Managed Growth Good for Economy
Opinion Piece in Seattle Times
It is amazing how much was accomplished this legislative session to address policy challenges facing affordable home ownership in Washington.
Seattle, along with only a handful of other metropolitan areas, remains a relative safe haven from the national mortgage and liquidity crisis. Ten bills that tightened regulations and accountability in the mortgage industry were passed and signed by the governor.
As a nonprofit mortgage broker, HomeSight saw how the allure of easy credit took hold of our home buying market. Real estate flippers entered the market like day traders in the heydays of the dot-com boom. So far, we are managing because our economy -- bolstered by aerospace, the tech sectors and trade -- continues to grow jobs. We should credit the Growth Management Act for its defacto impact on supply. Sprawl and oversupply has exacerbated the subprime mortgage crisis in the hardest-hit areas.
Something significant occurred in the Legislature. It wasn't just "housers" that were talking about affordable housing. Cities and counties, local and regional planners, environment and transit groups, realtors and builders, joined nonprofit developers and service providers in advocating for policies to increase housing affordability -- connecting the cost of shelter with the cost of getting to work.
The realization that the costs of housing and transportation use up 40 percent to 60 percent of our income turned a policy debate into a bread-and-butter issue. A conversation about how GMA policies can reduce the cost of production, thus affordability, took hold in the hallways and hearing rooms in Olympia. This conversation will continue as the leveling or decline in home values bump up against escalating costs. The carbon footprint of sprawl has enlightened the debate. Rental housing is and will be an option until rents catch up with mortgage payments.
Two bills that did not survive the session should be part of this conversation. The first created an infrastructure fund to direct resources to urban areas that permit density, are close to transit and have mandated affordable housing. This bill, taken from a report by the Affordable Housing Advisory Board, was shepherded by HomeSight, sponsored by Rep. Timm Ormsby, D-Spokane, and supported by the Association of Washington Cities, the Washington Realtors Association, the Puget Sound Regional Council, Cascade Land Conservancy, Futurewise, the Washington Association of Counties and the Washington Low Income Housing Alliance.
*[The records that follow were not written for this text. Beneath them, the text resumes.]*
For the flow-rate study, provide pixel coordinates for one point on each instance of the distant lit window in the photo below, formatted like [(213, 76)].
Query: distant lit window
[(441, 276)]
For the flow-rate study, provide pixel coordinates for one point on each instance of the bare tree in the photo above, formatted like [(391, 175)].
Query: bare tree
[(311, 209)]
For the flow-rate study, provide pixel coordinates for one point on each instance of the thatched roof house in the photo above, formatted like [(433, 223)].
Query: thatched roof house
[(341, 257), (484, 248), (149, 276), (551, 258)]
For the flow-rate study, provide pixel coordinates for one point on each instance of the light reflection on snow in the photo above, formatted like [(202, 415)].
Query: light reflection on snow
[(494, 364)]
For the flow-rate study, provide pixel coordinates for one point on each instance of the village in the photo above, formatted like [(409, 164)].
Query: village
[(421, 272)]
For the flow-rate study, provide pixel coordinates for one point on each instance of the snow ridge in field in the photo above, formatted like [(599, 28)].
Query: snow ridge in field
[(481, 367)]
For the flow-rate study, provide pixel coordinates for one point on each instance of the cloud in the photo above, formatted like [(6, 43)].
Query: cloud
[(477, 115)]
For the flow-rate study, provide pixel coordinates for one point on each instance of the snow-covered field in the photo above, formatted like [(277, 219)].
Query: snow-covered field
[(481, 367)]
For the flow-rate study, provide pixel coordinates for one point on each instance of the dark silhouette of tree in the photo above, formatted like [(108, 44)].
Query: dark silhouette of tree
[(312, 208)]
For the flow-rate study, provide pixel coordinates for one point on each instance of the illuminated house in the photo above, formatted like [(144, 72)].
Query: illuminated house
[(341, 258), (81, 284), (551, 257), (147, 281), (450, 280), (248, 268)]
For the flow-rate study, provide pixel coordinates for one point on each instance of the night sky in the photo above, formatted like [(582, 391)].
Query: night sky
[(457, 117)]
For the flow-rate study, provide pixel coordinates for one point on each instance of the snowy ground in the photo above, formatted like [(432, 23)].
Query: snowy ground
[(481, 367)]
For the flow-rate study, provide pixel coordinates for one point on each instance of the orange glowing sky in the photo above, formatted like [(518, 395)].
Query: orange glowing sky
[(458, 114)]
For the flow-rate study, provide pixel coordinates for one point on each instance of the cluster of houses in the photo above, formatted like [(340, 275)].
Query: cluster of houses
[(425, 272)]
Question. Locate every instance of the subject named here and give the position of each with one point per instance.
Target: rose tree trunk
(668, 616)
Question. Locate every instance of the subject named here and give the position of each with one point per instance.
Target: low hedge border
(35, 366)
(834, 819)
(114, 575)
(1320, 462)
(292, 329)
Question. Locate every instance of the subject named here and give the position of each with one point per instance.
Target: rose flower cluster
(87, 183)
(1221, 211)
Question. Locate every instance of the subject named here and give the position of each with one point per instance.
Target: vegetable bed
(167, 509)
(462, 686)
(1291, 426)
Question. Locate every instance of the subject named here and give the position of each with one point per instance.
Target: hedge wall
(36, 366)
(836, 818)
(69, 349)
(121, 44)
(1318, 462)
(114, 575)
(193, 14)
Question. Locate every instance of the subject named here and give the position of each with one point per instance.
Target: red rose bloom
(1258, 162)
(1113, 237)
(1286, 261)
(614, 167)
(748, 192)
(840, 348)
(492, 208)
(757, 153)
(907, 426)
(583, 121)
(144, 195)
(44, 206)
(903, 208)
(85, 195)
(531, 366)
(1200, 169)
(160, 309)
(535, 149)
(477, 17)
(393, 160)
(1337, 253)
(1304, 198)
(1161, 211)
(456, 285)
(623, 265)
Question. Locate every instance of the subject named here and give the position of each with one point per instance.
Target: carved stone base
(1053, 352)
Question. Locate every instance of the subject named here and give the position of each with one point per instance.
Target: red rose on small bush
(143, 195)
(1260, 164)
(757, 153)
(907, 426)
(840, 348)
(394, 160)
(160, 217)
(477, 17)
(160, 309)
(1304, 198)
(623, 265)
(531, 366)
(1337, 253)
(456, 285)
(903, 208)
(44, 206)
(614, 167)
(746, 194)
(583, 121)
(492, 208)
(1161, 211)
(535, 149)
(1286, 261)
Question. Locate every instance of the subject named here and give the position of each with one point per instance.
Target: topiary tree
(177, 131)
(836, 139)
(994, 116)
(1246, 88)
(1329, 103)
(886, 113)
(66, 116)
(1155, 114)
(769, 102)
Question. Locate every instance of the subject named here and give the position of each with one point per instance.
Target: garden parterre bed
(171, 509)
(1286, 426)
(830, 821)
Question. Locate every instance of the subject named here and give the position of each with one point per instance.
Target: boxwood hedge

The second bill expanded the warranty for homes to the same level as condominiums. While strengthening consumer protection against negligent and defective work is needed, making a jury the ultimate determinator of what is warrantable will lead to unintended consequences. As we experienced with condominiums, insurers will not insure a warranty that is unpredictable and written in a courtroom by a jury.
Five years of amendments to the Condominium Act, fewer lawsuits and higher quality construction has not lowered premiums significantly or brought insurers back to Washington. A more measured approach that ensures predictability for insurers while providing the right to action as a last resort will strengthen consumer protection without diminishing the opportunity for first-time home buyers or households of moderate means to realize the American dream.
House Speaker Frank Chopp's caution and his three-point plan as outlined in the P-I March 11 are a good start.